McCaw, who didn’t respond to requests for comment, might think his neighbor doesn’t appreciate the challenges of raising kids. McCaw and wife Jolene co-chair the board of Seattle’s Talaris Research Institute, which deals with the study of early learning and parenting and is keen on a childhood well played. As one of the McCaws’ attorneys recently told the state Court of Appeals in a 44-page brief, parents “have the right and the obligation to care for their children . . . including the assurance that a child have time for play and exercise.” The McCaws, he said, “bought a toy for their daughter—the playhouse—and in doing so exercised their unalienable, fundamental and inherent rights to life, liberty and the pursuit of happiness.” A “common sense reading” of the Declaration of Independence and the 14th Amendment, he added, shows Medina has violated “the constitutional rights of Mr. and Mrs. McCaw and their children.”

This approach sounds good. It has also failed miserably. Since being cited for a land-use violation in 2003, McCaw has sought a variance from a Medina hearings officer, relief from the state Supreme Court, and a reversal from the state Court of Appeals—losing at every level. The appeals court ruling last month disagreed with McCaw’s architect, Vassos Demetrios, who claimed a city permit was unnecessary because of the playhouse’s design and temporary status. The court dismissed McCaw’s constitutional and parental arguments as well. “Contrary to [McCaw’s] assertions, the Constitution does not confer a right to erect a 128-square-foot playhouse that violates applicable local zoning regulations,” the court stated. “References to the right to raise children free of government interference are not germane. . . . Moreover, a freestanding playhouse cannot be called ‘necessary’ for a child’s care.”

The court also agreed with neighbor Burnstead’s contention that noisy children can spoil the ambience of sedate Medina. “Though the sound of children’s play is perhaps not within the typical understanding of ‘public detriment,'” the court concluded, “the record supports the [Medina hearing] examiner’s finding that the noise and view impact would be detrimental to the public welfare or injurious to properties in the near vicinity.”

Puzzling to some is why McCaw doesn’t simply move the playhouse to another area of his 82,000-square-foot estate, saving him the agony of regular defeat. From the beginning, Medina has said the structure can stay on the compound if it is moved away from the property line bordering Burnstead’s home; if not, out it goes.

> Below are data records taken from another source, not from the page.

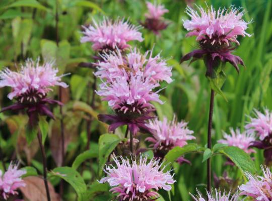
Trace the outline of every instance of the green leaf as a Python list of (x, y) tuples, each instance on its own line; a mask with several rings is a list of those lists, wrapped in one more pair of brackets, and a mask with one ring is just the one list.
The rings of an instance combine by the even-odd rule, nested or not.
[(85, 201), (84, 194), (87, 190), (84, 180), (75, 169), (70, 167), (59, 167), (54, 169), (51, 173), (68, 182), (75, 189), (78, 194), (79, 201)]
[(38, 9), (42, 10), (43, 11), (48, 11), (46, 7), (44, 7), (41, 4), (35, 0), (18, 0), (15, 2), (10, 4), (10, 5), (5, 7), (4, 9), (14, 7), (32, 7)]
[(219, 150), (219, 152), (228, 157), (243, 173), (244, 171), (254, 173), (256, 171), (255, 163), (249, 155), (242, 149), (230, 146)]
[(22, 178), (26, 177), (29, 176), (37, 176), (38, 172), (37, 170), (33, 167), (26, 166), (21, 169), (22, 170), (26, 171), (26, 173), (22, 176)]
[(48, 133), (48, 123), (46, 121), (46, 118), (44, 117), (39, 116), (39, 127), (41, 131), (42, 135), (42, 144), (44, 144), (46, 136)]
[(99, 161), (99, 174), (102, 173), (102, 167), (107, 162), (108, 158), (121, 139), (114, 134), (103, 134), (100, 136), (98, 141)]
[(225, 144), (217, 143), (213, 147), (213, 152), (216, 152), (218, 150), (227, 146), (228, 145)]
[(26, 126), (26, 138), (27, 144), (30, 145), (31, 142), (36, 137), (38, 134), (38, 128), (36, 126), (30, 128), (29, 124)]
[(0, 20), (7, 20), (14, 19), (17, 17), (23, 17), (25, 18), (31, 18), (32, 14), (28, 13), (22, 13), (19, 11), (13, 9), (9, 9), (0, 16)]
[[(188, 144), (183, 147), (176, 147), (170, 150), (164, 157), (165, 164), (168, 165), (164, 169), (165, 171), (171, 169), (171, 164), (175, 162), (179, 157), (187, 154), (193, 152), (199, 149), (196, 144)], [(168, 164), (170, 163), (170, 164)]]
[(104, 14), (105, 12), (96, 4), (88, 1), (73, 1), (72, 2), (71, 6), (78, 6), (89, 8), (94, 10), (96, 10), (102, 14)]
[(73, 163), (72, 168), (77, 169), (81, 163), (85, 160), (92, 158), (97, 158), (98, 157), (98, 153), (97, 150), (90, 149), (89, 150), (85, 151), (77, 156), (77, 158), (76, 158), (75, 161)]
[(160, 99), (164, 102), (163, 105), (157, 102), (152, 102), (152, 104), (156, 108), (159, 119), (162, 120), (163, 117), (166, 117), (169, 121), (173, 119), (174, 114), (172, 106), (169, 104), (168, 99), (166, 97), (163, 95), (160, 95)]
[(203, 162), (207, 160), (213, 155), (213, 152), (210, 149), (206, 149), (204, 151), (203, 154), (203, 160), (202, 160), (202, 162)]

“McCaw has stated he thinks that’s the best site for his daughters and their safety,” says Wayne Tanaka, an attorney for Medina, alluding to the encroaching abyss of Lake Washington as a potential hazard. “And I’ll have to take him at his word. But the courts agree he has to move it elsewhere.” Indeed, the appeals court saw little merit in McCaw’s argument, ruling that “moving the playhouse could jeopardize the children’s safety [McCaw says]. But personal circumstances, such as age, health, or convenient care of family members do not justify a variance.”

Currently 0 for 3, will McCaw tempt a four-ruling sweep by appealing to the state Supreme Court? The lower courts have ruled he has to pay his opponents’ legal fees—around $22,000 so far, says Tanaka—in addition to his own counsel’s estimated $20,000 tab. But one attorney familiar with the dispute—there are six altogether representing McCaw, the Burnsteads, and the city of Medina—says costs are likely incidental to a billionaire on a mission. “He’s gone this far,” says the attorney, who spoke on condition of anonymity. “Why not top it off?”

To this end, one of McCaw’s attorneys, Scott Missall, isn’t in a mood to speculate. “I can’t talk about that,” he says. “I’m going to say goodbye now.”

But even if he loses again, McCaw could gain one advantage by taking the case to the Supreme Court: time. He says in legal papers that when his daughters have outgrown the playhouse, within a few years, he will remove it. Now, if his attorneys can just delay a final judgment until they hit puberty.